The results of the survey show that public spending cuts that are in the pipeline will impact hardest on the old industrial heartland economies in the North East, North West and West Midlands.

Paul Kenny GMB general secretary said: ‘The economic recessions of the 80s and 90s, made far worse by the monetarist ideology of the then Tory Government, ripped the heart out of the UK’s manufacturing industry.

‘The destruction of jobs left a legacy of high unemployment and high levels of incapacity benefit claimants in the old industrial areas.

‘This survey shows that this new Tory-Lib Dem government public spending cuts will leave these areas reeling in terms of job cuts and yet again single them out as the main victims of public services cuts.

‘The upcoming conference season provides an opportunity to remind the electorate that it was the excesses of the bankers not high public spending that caused this recession.

‘It is not too late for delegates to the Liberal Party Conference to insist that their MPs stand by their party’s position at the General Election that there should be no public spending cuts until the recovery is fully under way.

‘The deficit in public finances is mainly the outcome of the loss of six per cent of national output because of the recession.

‘There will be major campaigns mounted across the country to stop the mindless destruction of jobs and services by a Tory Party hell bent on using this deficit to pursue the ideology of a smaller state.

‘This survey pinpoints the parts of the UK most at risk yet again to Tory ideology and the GMB will be at the forefront of the campaigns to defend jobs and services.’

Meanwhile, public sector union Unison warned that the government’s public sector pay freeze is causing untold misery.

Unison general secretary Dave Prentis commented on statistics showing that take home pay has increased by 1.3 per cent, well below the level of inflation.

He said: ‘The squeeze on pay is adding to the country’s economic woes with consumer spending power and confidence plummeting.

‘Increasingly we see empty and boarded up shops littering the nation’s high streets.

‘The pitiful 1.3 per cent pay increase across the economy is bad enough, but for more than a million local government workers their pay is completely frozen this year.

‘With inflation at 3.1 per cent and with the increase in VAT and national insurance kicking in next March, the picture looks bleak.

‘Public sector workers face a further two-year pay freeze which will cause untold hardship to working families.

‘Unless this government starts to think about the damage that a pay freeze will cause, we will see more hard-working people losing their homes and falling into impossible levels of debt.’

The BBC-commissioned research published on Thursday suggests that industrial areas in the North East and Midlands are least resilient to economic shocks.

Middlesbrough is ranked as the most vulnerable, followed by Mansfield in Nottinghamshire and Stoke-on-Trent.

The Experian research estimates how England’s regions may cope with further public sector cuts.

The study looks at the ability of each local authority area to withstand sudden changes in the economy.

A clear north-south divide is evident in the research.

Elmbridge in Surrey is the most resilient area in England, followed by St Albans in Hertfordshire and then Waverley in Surrey, the information suggests.

The research, commissioned by BBC English Regions, looks at four key themes; business, community, people and place.

A number of factors have been analysed, including the amount of vulnerable and resilient industry within an area, the life expectancy of residents, earnings of workers, unemployment and crime rates.

Middlesbrough Labour MP Stuart Bell said: ‘The reason there’s a north-south divide is because we lost our major industries in the 80s, like steel and shipbuilding, and jobs from those sectors went into the public sector.

‘We recalibrated the economy along those lines to the benefit of the North East.’

Bell said the government was making a ‘fundamental’ mistake in thinking that the private sector would step in to create jobs.

He warned: ‘You don’t go from the public sector to the private sector, you go from the public sector to the dole queue.’

The Experian research suggests Middlesbrough will be the least resilient to public sector cuts.

It is ranked at number 324 out of 324 council areas.

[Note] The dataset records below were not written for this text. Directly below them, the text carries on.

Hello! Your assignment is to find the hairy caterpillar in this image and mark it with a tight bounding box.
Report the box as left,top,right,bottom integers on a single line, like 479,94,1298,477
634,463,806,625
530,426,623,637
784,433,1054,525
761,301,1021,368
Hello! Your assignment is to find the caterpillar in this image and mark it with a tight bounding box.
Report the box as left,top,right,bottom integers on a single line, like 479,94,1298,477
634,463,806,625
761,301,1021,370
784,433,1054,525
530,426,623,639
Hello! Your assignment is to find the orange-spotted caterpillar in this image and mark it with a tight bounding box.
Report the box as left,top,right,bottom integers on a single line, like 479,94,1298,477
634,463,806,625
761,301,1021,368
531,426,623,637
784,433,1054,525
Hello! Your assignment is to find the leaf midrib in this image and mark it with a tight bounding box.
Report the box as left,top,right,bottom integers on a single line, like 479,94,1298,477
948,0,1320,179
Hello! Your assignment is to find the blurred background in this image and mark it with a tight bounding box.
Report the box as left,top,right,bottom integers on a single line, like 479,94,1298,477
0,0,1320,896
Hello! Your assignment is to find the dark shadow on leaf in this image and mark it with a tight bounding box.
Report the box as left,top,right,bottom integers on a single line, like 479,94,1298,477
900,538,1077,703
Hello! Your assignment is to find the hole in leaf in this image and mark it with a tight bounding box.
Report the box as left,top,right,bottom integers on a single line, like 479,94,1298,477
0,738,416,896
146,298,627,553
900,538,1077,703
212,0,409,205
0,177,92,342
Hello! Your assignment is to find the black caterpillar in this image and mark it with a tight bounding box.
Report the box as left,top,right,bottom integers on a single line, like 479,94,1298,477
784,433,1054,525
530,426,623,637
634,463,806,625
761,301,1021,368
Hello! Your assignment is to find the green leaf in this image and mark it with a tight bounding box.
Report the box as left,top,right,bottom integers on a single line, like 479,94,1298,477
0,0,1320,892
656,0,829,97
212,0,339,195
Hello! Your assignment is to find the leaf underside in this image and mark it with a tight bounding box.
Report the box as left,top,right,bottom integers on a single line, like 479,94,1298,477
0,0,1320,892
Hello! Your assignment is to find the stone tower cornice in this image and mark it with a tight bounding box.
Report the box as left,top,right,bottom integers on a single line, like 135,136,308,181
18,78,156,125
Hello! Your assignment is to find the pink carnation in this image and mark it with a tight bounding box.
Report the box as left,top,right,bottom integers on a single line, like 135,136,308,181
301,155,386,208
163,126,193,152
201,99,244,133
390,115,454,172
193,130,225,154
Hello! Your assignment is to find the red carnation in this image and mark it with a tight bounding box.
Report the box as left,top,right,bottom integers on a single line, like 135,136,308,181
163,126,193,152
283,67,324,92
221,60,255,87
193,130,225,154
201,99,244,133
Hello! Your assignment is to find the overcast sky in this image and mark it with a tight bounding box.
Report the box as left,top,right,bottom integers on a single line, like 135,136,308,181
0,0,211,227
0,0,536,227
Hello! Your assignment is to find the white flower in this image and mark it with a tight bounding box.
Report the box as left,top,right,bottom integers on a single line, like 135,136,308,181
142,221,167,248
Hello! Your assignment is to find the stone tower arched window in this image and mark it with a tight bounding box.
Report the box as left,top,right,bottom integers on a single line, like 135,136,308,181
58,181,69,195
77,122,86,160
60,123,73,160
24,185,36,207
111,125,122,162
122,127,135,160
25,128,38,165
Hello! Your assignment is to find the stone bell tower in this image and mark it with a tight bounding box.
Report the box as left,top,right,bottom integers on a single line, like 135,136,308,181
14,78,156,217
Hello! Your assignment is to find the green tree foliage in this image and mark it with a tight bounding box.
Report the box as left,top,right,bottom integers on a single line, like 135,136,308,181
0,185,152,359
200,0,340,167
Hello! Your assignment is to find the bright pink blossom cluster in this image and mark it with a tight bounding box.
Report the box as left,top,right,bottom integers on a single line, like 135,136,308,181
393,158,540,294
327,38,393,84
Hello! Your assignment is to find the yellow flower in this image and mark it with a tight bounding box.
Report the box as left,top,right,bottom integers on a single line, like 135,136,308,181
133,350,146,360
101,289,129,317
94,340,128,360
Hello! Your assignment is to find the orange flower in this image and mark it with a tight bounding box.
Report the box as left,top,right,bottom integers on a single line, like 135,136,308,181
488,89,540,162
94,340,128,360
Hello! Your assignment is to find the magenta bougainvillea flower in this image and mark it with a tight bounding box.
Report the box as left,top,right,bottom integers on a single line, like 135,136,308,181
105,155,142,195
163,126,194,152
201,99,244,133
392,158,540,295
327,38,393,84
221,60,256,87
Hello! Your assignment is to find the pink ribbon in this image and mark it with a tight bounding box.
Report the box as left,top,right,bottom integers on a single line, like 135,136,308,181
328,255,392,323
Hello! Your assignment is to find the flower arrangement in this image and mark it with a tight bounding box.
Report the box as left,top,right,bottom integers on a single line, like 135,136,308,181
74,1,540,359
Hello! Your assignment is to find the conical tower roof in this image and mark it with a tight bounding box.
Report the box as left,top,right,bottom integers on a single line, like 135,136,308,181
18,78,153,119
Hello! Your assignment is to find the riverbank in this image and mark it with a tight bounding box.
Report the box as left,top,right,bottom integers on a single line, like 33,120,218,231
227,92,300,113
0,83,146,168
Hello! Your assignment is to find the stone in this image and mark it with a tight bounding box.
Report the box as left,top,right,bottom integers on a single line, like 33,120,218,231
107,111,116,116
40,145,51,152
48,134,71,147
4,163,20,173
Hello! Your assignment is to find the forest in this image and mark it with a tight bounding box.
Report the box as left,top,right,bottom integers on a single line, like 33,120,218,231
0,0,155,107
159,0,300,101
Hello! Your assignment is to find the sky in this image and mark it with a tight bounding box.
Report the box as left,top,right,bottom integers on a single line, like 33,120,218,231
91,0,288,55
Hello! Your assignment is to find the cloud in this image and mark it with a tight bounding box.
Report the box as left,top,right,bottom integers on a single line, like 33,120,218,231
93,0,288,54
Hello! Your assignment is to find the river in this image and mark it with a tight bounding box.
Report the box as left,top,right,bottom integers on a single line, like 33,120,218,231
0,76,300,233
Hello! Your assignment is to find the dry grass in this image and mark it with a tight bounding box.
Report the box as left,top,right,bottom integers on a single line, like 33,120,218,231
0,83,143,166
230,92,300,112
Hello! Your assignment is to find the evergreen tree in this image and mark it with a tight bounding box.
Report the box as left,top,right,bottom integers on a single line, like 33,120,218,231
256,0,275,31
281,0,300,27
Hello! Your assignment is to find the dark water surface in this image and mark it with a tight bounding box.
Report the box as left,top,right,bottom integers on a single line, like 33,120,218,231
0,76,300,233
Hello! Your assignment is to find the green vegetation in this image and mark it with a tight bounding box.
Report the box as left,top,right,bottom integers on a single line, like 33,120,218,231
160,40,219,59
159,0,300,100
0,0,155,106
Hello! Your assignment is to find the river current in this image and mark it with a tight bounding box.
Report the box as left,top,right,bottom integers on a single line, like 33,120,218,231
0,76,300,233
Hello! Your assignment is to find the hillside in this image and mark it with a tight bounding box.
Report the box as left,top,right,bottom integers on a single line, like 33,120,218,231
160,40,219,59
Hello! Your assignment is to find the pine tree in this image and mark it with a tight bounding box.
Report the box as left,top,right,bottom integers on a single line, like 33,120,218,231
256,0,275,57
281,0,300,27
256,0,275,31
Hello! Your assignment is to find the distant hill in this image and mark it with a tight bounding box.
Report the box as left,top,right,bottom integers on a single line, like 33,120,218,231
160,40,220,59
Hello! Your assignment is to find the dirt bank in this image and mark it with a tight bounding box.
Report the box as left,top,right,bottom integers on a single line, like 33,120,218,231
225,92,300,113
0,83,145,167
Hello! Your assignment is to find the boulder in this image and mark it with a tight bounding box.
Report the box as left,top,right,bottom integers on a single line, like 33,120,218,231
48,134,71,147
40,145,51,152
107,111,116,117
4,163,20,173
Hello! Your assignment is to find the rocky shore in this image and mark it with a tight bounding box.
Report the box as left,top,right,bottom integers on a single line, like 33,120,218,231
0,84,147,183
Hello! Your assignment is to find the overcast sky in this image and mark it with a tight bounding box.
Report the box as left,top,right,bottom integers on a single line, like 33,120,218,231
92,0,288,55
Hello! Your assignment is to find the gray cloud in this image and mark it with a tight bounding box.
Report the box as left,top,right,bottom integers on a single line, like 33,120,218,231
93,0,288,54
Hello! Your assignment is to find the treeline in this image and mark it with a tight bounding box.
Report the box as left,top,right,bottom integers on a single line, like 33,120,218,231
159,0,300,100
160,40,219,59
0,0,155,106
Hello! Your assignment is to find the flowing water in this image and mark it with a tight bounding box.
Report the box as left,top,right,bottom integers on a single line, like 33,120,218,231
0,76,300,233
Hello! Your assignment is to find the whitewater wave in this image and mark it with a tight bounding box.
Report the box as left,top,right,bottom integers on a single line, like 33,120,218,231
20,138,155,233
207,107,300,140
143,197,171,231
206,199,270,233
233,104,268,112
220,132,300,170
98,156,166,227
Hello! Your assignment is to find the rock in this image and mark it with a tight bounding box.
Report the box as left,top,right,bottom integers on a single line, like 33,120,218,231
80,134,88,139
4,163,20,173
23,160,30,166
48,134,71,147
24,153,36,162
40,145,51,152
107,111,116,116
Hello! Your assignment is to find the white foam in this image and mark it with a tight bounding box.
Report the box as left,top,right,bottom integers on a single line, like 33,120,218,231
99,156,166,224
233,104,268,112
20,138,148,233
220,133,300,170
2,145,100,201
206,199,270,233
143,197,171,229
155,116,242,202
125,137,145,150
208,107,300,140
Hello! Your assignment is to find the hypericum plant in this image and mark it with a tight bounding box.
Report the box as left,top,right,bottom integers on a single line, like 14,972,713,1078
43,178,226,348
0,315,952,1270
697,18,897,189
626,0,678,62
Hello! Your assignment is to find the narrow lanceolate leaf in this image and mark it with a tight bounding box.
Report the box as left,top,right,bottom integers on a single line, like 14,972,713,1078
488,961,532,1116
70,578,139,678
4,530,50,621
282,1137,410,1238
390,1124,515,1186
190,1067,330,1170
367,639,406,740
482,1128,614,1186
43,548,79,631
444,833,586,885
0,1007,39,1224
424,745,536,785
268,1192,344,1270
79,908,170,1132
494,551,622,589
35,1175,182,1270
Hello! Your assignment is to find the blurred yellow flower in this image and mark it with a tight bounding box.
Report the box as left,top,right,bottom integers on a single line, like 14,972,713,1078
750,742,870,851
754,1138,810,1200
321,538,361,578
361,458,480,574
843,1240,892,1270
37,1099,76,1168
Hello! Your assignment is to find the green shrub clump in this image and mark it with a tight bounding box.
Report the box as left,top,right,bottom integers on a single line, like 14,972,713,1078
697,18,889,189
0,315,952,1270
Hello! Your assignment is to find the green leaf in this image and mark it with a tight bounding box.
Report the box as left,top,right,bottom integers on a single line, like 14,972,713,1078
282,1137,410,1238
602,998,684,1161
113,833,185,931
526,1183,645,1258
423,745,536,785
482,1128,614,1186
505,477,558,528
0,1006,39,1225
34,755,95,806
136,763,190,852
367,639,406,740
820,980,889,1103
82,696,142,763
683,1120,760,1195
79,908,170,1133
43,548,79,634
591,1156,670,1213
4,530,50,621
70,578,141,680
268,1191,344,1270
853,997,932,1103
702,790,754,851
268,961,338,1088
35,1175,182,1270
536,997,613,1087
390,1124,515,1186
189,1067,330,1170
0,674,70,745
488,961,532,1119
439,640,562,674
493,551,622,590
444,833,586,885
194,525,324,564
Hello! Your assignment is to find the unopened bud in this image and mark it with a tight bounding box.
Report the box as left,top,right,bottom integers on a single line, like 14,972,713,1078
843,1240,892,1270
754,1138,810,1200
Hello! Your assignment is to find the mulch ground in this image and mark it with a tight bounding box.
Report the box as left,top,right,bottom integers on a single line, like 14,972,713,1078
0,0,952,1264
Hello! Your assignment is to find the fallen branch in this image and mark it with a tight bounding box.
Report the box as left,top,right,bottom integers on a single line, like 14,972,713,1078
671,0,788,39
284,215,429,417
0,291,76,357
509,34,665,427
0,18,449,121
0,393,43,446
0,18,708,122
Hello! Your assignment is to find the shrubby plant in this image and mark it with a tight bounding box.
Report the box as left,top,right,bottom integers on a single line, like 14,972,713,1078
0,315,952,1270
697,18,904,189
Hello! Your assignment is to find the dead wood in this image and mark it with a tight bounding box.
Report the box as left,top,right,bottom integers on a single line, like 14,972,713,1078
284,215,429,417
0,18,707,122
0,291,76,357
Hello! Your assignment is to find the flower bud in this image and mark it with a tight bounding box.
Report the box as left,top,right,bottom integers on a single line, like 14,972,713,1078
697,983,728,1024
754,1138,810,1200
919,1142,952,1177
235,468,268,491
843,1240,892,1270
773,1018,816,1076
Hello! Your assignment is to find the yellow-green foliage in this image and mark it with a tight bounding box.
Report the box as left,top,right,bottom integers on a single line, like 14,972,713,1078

The Teesside town also appears as the least resilient in the business section.

Alastair Thomson, the dean of Teesside University business school, said Middlesbrough had a high number of workers employed in the public sector, particularly in the NHS and education.

He said there was very little of the traditional heavy industry associated with Teesside and the North East left.

Middlesbrough Mayor Ray Mallon said the town’s budget would be cut by more than £30m over the next three years.

The North East as a whole does not fare well in the Experian study.

Redcar and Cleveland, Hartlepool, South Tyneside and Sunderland are all in the bottom 20 of the overall resilience table.

One of the area’s large industrial employers, Corus steel works in Redcar, announced the partial mothballing of the plant and loss of 1,600 jobs in February.

At the top of Experian’s resilience table is Elmbridge in Surrey, followed by St Albans in Hertfordshire, which also topped the business resilience section.

Mel Hilbrown, director of St Albans and District Chamber of Commerce, said the main industry in the city was knowledge-based, such as finance and consultancy, which had proved resilient in the recession.

Deputy Prime Minister Nick Clegg said the Experian research showed a north-south divide was already present in England.

He claimed that large spending cuts to be announced next month should be seen as part of a broader effort to put the economy on to a more sustainable footing.

In his speech on the government spending review, Clegg stressed the need to ‘balance the books’, adding: ‘A thriving economy cannot be built in the long-term on shifting sands of debt.’